Rio
Julgamento Henry Borel: Psiquiatra aponta psicopatia em Jairinho e culpa Monique
Testemunha técnica detalha aspectos psicológicos de Jairinho e omissão de Monique no júri
O terceiro dia do julgamento de Monique Medeiros e Dr. Jairinho, realizado no Tribunal do Júri do Rio, contou com o depoimento do psiquiatra assistente da acusação nesta terça-feira (27). O médico, contratado por Leniel Borel, pai da vítima, analisou o comportamento do ex-casal e os impactos psicológicos do luto após a perda de um filho.
Psiquiatra aponta falha de Monique em proteger Henry
Segundo o especialista, a mãe de Henry Borel não demonstrou o instinto necessário para resguardar a criança, ignorando indícios claros de violência. Ele ressaltou que, ao contrário de outras ex-companheiras do réu que afastaram seus filhos após episódios agressivos, Monique optou por manter o relacionamento.
O depoente mencionou que o menino já expressava incômodo no início da relação, queixando-se de “abraços muito fortes” dados pelo padrasto. Além disso, relembrou que a babá da criança chegou a alertar a mãe sobre os episódios de violência que ocorriam na residência.
Ao avaliar o ex-vereador, o psiquiatra indicou a presença de traços narcisistas e manipuladores. Ele citou como exemplo o fato de Jairinho ter articulado um noivado com uma amante enquanto ainda vivia o casamento com Monique. O especialista também detalhou o conceito de psicopatia, observando que indivíduos com esse perfil raramente reconhecem seus desvios de conduta.

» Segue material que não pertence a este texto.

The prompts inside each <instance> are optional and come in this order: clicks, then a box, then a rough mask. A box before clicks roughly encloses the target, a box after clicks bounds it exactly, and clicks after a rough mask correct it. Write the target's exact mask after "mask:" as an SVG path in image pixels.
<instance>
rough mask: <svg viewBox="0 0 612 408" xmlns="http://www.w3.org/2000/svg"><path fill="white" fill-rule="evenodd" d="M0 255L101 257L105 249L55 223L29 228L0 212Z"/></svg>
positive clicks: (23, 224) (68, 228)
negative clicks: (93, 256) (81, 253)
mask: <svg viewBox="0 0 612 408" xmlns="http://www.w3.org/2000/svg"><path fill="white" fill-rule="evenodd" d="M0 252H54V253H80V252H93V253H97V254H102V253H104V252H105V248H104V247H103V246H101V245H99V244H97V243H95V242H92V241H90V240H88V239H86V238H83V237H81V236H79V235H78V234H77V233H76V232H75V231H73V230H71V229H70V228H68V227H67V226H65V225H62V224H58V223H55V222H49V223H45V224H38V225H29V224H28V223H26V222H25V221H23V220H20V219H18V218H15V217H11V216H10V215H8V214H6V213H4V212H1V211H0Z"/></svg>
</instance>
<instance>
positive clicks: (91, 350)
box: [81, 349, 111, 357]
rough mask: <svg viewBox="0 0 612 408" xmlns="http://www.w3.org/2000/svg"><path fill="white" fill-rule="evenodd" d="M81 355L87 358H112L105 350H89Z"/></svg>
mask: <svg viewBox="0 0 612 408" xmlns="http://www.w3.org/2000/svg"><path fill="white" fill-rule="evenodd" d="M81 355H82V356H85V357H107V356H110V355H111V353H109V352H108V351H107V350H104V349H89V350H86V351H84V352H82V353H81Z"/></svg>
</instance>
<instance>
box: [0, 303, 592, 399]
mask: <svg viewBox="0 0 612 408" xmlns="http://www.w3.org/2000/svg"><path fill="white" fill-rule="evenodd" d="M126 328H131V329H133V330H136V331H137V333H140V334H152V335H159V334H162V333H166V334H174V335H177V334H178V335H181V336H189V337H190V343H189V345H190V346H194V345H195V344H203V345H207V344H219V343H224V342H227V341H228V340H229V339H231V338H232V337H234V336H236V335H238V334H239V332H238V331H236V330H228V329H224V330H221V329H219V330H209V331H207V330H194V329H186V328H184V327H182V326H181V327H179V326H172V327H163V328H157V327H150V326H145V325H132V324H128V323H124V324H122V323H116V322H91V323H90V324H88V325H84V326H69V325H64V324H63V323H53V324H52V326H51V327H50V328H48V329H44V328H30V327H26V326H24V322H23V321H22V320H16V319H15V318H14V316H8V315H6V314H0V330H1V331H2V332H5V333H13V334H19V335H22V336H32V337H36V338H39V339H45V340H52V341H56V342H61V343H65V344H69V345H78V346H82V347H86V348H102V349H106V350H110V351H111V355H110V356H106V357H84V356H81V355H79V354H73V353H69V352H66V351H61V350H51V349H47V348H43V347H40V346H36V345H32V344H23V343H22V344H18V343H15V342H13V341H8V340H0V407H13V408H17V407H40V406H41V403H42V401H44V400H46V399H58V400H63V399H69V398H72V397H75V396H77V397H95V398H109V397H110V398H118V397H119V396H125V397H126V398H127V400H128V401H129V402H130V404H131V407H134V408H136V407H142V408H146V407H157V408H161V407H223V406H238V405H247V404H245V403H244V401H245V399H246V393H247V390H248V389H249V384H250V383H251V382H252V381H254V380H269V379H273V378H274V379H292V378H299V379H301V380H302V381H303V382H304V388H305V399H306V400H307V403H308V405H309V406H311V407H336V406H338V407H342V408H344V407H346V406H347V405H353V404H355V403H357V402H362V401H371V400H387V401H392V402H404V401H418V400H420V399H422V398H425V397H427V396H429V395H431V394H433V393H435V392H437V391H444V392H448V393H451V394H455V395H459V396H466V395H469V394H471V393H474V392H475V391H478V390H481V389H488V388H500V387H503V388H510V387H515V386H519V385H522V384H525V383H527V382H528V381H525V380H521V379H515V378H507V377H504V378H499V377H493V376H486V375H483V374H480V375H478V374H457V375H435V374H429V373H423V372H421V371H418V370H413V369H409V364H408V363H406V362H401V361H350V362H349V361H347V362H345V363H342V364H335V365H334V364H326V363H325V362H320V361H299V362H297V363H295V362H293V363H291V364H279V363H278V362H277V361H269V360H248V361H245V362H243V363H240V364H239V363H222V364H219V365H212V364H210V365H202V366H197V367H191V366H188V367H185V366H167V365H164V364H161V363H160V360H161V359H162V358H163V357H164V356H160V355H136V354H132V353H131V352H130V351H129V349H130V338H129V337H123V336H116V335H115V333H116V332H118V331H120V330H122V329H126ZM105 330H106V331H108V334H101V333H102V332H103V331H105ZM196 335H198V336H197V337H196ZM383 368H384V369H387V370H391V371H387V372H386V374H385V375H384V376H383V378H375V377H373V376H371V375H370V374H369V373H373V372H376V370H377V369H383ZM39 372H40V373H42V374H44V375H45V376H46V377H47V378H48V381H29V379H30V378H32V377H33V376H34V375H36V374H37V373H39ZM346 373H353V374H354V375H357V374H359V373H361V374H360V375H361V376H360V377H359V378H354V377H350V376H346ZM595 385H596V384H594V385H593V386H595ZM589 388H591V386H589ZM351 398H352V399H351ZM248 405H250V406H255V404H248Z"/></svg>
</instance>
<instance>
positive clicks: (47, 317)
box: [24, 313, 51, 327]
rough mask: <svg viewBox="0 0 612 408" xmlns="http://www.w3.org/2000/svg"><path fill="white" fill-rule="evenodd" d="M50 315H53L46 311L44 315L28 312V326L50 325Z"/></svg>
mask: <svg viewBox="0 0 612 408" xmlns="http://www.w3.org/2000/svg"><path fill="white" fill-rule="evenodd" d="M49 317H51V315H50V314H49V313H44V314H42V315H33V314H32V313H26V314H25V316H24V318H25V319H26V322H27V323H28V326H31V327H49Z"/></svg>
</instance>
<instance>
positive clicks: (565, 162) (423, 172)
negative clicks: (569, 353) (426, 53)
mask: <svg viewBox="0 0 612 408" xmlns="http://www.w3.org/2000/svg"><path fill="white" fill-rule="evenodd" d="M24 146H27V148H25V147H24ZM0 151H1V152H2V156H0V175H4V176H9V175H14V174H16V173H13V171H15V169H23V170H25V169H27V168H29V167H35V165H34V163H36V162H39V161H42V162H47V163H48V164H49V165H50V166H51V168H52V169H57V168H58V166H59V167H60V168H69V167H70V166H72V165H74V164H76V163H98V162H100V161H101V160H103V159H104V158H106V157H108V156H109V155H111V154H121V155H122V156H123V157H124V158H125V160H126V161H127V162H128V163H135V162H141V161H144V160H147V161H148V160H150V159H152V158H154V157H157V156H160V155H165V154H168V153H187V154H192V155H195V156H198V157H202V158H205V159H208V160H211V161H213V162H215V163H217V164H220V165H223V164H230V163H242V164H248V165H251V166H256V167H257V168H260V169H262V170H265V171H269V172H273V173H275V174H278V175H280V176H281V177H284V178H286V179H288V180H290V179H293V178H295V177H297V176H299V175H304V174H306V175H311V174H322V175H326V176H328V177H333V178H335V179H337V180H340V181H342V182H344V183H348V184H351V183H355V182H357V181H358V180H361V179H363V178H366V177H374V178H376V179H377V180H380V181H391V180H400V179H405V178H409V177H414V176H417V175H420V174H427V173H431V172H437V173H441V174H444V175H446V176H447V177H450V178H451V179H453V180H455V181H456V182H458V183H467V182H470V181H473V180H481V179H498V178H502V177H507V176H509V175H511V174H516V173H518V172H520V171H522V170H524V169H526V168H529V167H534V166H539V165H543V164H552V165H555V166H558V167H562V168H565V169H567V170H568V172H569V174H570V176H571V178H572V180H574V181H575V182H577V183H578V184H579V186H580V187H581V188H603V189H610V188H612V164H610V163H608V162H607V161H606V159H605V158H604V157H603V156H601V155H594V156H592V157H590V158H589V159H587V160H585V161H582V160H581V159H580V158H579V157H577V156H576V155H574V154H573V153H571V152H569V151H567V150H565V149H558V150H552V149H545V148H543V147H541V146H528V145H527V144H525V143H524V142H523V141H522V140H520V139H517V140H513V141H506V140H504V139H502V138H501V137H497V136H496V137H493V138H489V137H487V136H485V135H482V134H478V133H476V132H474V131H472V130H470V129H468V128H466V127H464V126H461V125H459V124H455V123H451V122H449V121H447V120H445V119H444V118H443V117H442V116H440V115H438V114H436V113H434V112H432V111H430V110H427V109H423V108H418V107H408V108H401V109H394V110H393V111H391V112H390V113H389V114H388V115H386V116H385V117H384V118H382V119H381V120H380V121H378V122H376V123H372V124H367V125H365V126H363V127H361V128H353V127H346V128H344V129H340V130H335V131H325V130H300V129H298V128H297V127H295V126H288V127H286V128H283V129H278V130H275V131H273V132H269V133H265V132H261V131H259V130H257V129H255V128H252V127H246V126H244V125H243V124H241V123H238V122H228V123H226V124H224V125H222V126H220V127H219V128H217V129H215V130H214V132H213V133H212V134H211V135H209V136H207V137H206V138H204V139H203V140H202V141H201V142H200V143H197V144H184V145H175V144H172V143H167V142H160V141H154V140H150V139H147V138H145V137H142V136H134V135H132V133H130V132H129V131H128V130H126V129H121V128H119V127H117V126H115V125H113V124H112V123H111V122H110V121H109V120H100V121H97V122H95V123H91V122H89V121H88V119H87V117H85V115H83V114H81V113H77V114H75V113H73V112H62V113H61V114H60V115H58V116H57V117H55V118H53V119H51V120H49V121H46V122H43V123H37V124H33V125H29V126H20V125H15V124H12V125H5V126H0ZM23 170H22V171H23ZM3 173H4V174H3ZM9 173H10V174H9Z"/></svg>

A análise técnica também sugeriu que o réu sentiria satisfação em causar sofrimento a crianças. “Identifiquei traços de prazer em infligir dor”, afirmou o médico aos jurados, embora tenha ponderado que tal percepção possui um componente subjetivo dentro da avaliação do processo.
O profissional rebateu a tese da defesa de que Monique seria vítima de misoginia ou preconceito de gênero, afirmando não enxergar esses elementos no caso. Para ele, as evidências colhidas no processo não sustentam a ideia de que a ré agia sob esse tipo de opressão.
Antes da fala do médico, a sessão foi interrompida momentaneamente devido a um incidente técnico no plenário. O julgamento precisou ser suspenso por alguns minutos após a bancada usada pelos advogados de defesa de Jairinho cair durante os trabalhos.